L’esponente di An racconta il suo mandato alle Comunicazioni: «Vedo la fine del duopolio tv, Rai da privatizzare»

da Milano

Per Maurizio Gasparri la stagione al ministero delle Comunicazioni è sigillata da tempo nella memoria. Nel suo futuro incombono nuove sfide: la campagna elettorale. Ma anche l’organizzazione di quella conferenza programmatica che dovrà scolpire l’identità di An e definirne i contorni senza ambiguità. Per chiudere la parabola dei suoi 1.410 giorni da ministro, però, Gasparri ha scelto di mettere nero su bianco le sue riflessioni in un libro intervista - «Fare il futuro» (Edizioni Nuove Idee) - realizzato con la giornalista Lucilla Parlato. Una riflessione a freddo in cui ripercorrere il suo lavoro al dicastero di largo Brazzà.
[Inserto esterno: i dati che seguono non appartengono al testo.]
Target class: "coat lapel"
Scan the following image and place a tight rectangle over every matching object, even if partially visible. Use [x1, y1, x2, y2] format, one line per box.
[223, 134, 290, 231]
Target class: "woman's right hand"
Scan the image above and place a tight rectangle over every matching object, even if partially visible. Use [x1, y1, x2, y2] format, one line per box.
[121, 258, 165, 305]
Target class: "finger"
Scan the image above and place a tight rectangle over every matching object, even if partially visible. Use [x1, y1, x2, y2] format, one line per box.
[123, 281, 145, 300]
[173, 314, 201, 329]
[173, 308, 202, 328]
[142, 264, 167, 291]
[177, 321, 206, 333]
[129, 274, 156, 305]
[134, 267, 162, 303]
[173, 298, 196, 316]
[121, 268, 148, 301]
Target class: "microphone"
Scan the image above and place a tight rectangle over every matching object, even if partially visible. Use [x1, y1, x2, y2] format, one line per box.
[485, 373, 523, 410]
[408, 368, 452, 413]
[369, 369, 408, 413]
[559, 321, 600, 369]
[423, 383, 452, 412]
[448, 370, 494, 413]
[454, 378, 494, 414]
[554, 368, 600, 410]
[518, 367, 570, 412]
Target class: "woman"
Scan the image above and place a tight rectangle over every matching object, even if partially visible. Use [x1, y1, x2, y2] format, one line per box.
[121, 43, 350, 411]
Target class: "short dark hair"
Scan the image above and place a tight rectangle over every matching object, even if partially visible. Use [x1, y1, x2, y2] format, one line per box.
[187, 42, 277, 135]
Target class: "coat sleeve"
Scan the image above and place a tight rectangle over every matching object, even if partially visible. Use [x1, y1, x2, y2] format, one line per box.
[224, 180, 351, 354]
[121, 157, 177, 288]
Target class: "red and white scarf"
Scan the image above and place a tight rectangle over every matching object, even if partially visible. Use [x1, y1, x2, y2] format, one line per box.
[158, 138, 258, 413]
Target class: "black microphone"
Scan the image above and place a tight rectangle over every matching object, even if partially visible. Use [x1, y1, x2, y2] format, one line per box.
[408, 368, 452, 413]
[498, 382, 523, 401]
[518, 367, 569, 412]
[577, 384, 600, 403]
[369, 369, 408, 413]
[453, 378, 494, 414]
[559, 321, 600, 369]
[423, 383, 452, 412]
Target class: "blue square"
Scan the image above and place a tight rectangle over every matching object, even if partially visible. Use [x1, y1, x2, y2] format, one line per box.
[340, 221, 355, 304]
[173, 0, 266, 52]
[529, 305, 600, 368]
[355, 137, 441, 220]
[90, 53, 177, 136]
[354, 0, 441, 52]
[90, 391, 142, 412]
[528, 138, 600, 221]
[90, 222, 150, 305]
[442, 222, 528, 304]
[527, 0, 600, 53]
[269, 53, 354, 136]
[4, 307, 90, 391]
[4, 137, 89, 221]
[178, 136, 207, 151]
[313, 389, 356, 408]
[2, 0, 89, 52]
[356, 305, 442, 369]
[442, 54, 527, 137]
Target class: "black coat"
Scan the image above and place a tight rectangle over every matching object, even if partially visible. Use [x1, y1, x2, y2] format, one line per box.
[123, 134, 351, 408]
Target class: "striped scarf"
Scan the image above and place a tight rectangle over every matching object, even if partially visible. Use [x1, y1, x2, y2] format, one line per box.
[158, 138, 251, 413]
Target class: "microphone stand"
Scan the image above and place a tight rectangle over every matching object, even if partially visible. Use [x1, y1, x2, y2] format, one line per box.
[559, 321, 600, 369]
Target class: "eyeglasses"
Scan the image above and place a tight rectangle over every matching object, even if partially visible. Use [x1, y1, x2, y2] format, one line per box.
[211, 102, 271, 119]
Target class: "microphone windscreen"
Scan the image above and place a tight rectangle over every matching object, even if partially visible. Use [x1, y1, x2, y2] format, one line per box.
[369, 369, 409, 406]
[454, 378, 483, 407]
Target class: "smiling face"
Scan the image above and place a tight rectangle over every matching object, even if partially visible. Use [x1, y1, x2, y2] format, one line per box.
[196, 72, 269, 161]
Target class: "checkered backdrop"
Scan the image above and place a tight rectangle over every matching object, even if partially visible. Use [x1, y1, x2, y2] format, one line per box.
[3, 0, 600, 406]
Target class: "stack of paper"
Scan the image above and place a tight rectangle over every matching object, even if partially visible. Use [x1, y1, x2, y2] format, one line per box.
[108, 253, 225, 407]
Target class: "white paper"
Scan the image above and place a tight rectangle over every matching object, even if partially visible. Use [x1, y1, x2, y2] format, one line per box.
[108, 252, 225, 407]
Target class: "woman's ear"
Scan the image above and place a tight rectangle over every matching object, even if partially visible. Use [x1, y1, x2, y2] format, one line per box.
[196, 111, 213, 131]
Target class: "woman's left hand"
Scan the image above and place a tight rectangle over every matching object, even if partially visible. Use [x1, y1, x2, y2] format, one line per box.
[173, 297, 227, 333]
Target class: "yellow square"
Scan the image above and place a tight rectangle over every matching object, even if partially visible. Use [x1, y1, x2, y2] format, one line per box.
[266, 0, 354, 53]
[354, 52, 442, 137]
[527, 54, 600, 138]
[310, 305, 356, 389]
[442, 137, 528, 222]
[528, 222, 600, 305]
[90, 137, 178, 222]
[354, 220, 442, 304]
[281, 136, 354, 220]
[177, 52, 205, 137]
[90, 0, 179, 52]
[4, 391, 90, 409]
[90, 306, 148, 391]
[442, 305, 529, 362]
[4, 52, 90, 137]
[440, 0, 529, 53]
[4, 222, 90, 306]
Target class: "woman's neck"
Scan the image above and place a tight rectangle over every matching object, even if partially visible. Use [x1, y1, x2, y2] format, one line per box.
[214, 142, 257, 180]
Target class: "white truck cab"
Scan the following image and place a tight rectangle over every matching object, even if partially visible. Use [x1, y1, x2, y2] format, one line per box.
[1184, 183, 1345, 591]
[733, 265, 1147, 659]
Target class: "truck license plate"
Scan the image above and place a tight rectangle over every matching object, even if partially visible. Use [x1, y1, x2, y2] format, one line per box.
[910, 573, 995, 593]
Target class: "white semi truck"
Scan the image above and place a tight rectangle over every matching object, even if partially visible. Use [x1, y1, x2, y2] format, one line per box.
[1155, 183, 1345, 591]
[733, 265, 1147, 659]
«Ho spesso avuto la sensazione di essere seduto sulla cima di un vulcano, alle prese con problemi complessi che ho affrontato con freddezza e scevro da conflitti di interesse» racconta Gasparri. «È solo grazie alla mia legge che un esponente del maggiore partito di opposizione è approdato al vertice della televisione pubblica. È l’unico esempio di applicazione di uno statuto delle opposizioni, tanto citato ma non attuato da nessun altro». L’esponente di An si sofferma, naturalmente, su «la madre di tutte le battaglie» ovvero la legge di sistema che porta il suo nome, su cui pesa l’accusa di aver favorito Mediaset. «È un errore difendere l’esistenza di aziende italiane? Non credo», scrive Gasparri. L’ex ministro ammette «la particolarità del caso italiano, dove alla guida del governo è giunto un imprenditore del mondo televisivo. Ma è pur vero - aggiunge - che la maggioranza ha varato una legge sul conflitto di interesse che la sinistra non seppe e non volle fare». Anzi «le polemiche dell’opposizione in questi anni sono state polemiche da ottusi. Quando il digitale entrerà a regime lo scenario della tv cambierà completamente e l’attuale duopolio sarà destinato a non reggere, con una Rai che tra l’altro si dovrebbe avviare alla privatizzazione». Una privatizzazione per la quale la Rai «è prontissima» ma «la privatizzazione taglia le unghie ai partiti e pochi vogliono rinunciare alla interferenze politiche sull’informazione pubblica. Un’operazione di tale portata storica richiede una determinazione che io ho sempre avuto, ma che in giro mi pare scarseggi». L’unica cosa di cui l’ex ministro dice di essersi pentito è la telefonata a «Quelli che il calcio». «Non lo rifarei, questo è indubbio. Ma la mia accusa di parzialità a Zaccaria era fondata». A lui e Prodi anzi Gasparri dice: «Ieri con Prodi vinceva Mediaset sulla Rai e il bilancio era in passivo. Viene da pensare che Prodi e Zaccaria lavorassero per Berlusconi. Anche perché il centrosinistra al potere aveva prosciugato le finanze Rai portandola al minimo storico».